US considers asking court to break up Google as it weighs remedies in the antitrust case

The U.S. Department of Justice is considering asking a federal judge to force Google to sell parts of its business in order to eliminate its online search monopoly.

In a late court filing on Tuesday, federal prosecutors also said the judge could ask the court to open the underlying data Google uses to power its ubiquitous search engine and artificial intelligence products to competitors.

Tuesday’s filing is the first step in a monthslong legal process to come up with remedies that could reshape a company that’s long been synonymous with online search.

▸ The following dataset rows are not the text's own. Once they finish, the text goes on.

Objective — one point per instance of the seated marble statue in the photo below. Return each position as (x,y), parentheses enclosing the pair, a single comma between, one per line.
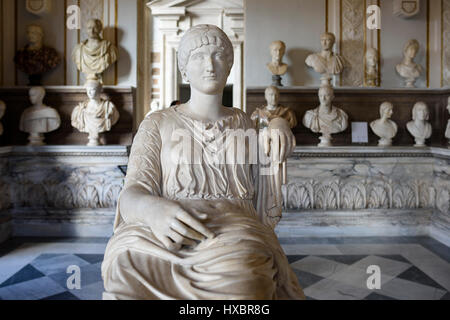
(420,128)
(35,58)
(189,227)
(2,113)
(95,115)
(326,119)
(408,69)
(262,116)
(277,51)
(326,62)
(94,55)
(385,128)
(39,118)
(447,132)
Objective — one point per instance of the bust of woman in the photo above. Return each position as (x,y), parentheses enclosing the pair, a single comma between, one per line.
(2,113)
(420,128)
(188,226)
(94,55)
(408,69)
(35,58)
(385,128)
(326,118)
(95,115)
(39,118)
(326,62)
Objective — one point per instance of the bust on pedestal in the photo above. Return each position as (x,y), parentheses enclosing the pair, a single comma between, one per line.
(326,119)
(95,115)
(38,119)
(385,128)
(277,67)
(326,62)
(94,55)
(420,128)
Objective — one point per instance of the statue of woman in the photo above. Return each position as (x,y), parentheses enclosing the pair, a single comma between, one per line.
(326,62)
(94,55)
(385,128)
(420,128)
(2,113)
(35,58)
(326,118)
(95,115)
(408,69)
(187,226)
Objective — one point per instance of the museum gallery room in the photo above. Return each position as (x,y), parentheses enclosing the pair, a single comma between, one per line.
(224,150)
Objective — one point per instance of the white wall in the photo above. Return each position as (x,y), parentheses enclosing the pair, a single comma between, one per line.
(299,23)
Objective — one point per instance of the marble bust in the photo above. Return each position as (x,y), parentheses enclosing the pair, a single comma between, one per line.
(262,116)
(39,118)
(371,58)
(94,55)
(447,132)
(35,58)
(2,113)
(326,119)
(408,69)
(420,128)
(196,230)
(326,62)
(96,114)
(385,128)
(277,51)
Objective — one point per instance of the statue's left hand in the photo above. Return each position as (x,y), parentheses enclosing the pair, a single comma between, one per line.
(279,142)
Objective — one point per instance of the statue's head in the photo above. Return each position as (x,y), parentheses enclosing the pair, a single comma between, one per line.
(272,95)
(93,28)
(411,48)
(277,50)
(37,95)
(327,40)
(326,95)
(93,88)
(35,34)
(205,58)
(420,111)
(386,110)
(371,57)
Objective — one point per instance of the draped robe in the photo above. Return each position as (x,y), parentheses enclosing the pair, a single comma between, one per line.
(243,261)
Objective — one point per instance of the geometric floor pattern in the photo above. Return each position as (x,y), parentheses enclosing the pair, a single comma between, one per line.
(334,270)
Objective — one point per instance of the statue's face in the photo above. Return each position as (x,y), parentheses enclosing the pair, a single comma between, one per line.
(92,29)
(207,69)
(36,96)
(277,52)
(34,35)
(325,97)
(93,92)
(327,42)
(272,97)
(422,114)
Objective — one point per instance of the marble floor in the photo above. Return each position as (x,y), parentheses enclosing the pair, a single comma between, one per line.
(415,268)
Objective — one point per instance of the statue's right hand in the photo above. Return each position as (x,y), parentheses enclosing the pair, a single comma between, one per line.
(175,227)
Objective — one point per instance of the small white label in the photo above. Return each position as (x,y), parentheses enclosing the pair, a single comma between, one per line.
(360,132)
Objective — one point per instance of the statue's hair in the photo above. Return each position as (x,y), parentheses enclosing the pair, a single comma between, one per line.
(38,89)
(202,35)
(327,88)
(384,107)
(273,88)
(36,26)
(418,106)
(414,43)
(278,43)
(328,34)
(98,23)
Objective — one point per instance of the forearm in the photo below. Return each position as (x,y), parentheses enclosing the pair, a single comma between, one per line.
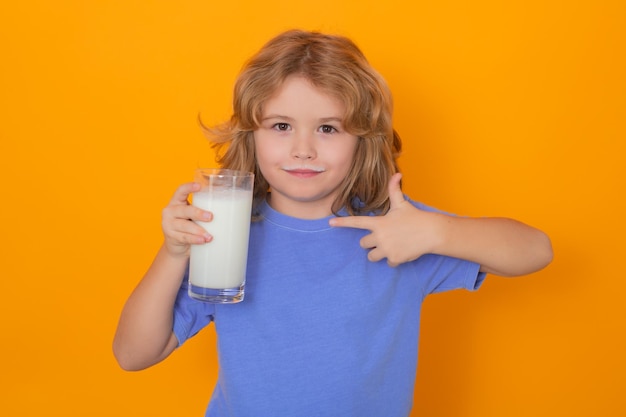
(144,335)
(502,246)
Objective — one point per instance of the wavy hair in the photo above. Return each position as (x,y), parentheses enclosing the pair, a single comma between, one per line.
(335,65)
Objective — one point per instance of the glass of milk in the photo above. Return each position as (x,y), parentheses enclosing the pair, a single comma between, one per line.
(217,269)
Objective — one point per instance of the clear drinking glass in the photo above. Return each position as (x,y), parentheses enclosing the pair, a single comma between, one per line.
(217,269)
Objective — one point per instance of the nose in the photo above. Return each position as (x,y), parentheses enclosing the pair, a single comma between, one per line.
(303,147)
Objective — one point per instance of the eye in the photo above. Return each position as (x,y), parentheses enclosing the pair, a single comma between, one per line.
(281,126)
(328,129)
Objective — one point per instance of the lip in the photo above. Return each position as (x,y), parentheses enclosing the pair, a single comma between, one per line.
(303,172)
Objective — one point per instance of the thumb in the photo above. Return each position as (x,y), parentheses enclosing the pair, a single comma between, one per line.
(396,197)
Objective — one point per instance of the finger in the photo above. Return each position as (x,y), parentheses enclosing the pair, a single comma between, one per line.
(181,194)
(357,222)
(396,197)
(375,255)
(186,212)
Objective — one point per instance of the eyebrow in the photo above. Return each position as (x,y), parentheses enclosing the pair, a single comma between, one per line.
(322,120)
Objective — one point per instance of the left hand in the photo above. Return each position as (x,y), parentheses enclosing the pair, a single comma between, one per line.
(402,235)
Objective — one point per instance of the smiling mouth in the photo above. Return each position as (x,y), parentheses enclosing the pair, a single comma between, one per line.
(304,172)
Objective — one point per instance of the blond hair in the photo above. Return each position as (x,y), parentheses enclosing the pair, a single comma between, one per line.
(335,65)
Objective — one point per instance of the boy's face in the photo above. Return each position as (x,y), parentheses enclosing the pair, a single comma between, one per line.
(302,149)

“For more than a decade, Google has controlled the most popular distribution channels, leaving rivals with little-to-no incentive to compete for users,” the antitrust enforcers wrote in the filing. “Fully remedying these harms requires not only ending Google’s control of distribution today, but also ensuring Google cannot control the distribution of tomorrow.”

To that end, the department said it is considering asking for structural changes to stop Google from leveraging products such as its Chrome browser, Android operating system, AI products or app store to benefit its search business.

Prosecutors also zeroed in on Google’s default search agreements in the filing and said any remedy proposals would seek to limit or ban these deals. These deals lock in Google services and products as the automatic choice presented to consumers, such as when Safari browsers on Apple iPhones use Google’s search engine.

Lee-Anne Mulholland, Google’s vice president of regulatory affairs, said in response to the filing that the Department of Justice was “already signaling requests that go far beyond the specific legal issues” in this case. “Government overreach in a fast-moving industry may have negative unintended consequences for American innovation and America’s consumers.”

U.S. District Judge Amit Mehta ruled in August that Google’s search engine has been illegally exploiting its dominance to squash competition and stifle innovation. He has outlined a timeline for a trial on the proposed remedies next spring and plans to issue a decision by August 2025.

Google has already said it plans to appeal Mehta’s ruling, but the tech giant must wait until he finalizes a remedy before doing so. The appeals process could take as long as five years, predicts George Hay, a law professor at Cornell University who was the chief economist for the Justice Department’s antitrust division for most of the 1970s.

In November, federal prosecutors will submit a more detailed proposal on tackling Google’s anticompetitive practices. Google in turn will offer its own ideas for how to make fixes in December. Prosecutors will then make their final proposal in March 2025.

Google has been facing intensifying regulatory pressure on both sides of the Atlantic, with European Union antitrust enforcers also suggesting that breaking up the company is the only way to satisfy competition concerns about its digital ad business.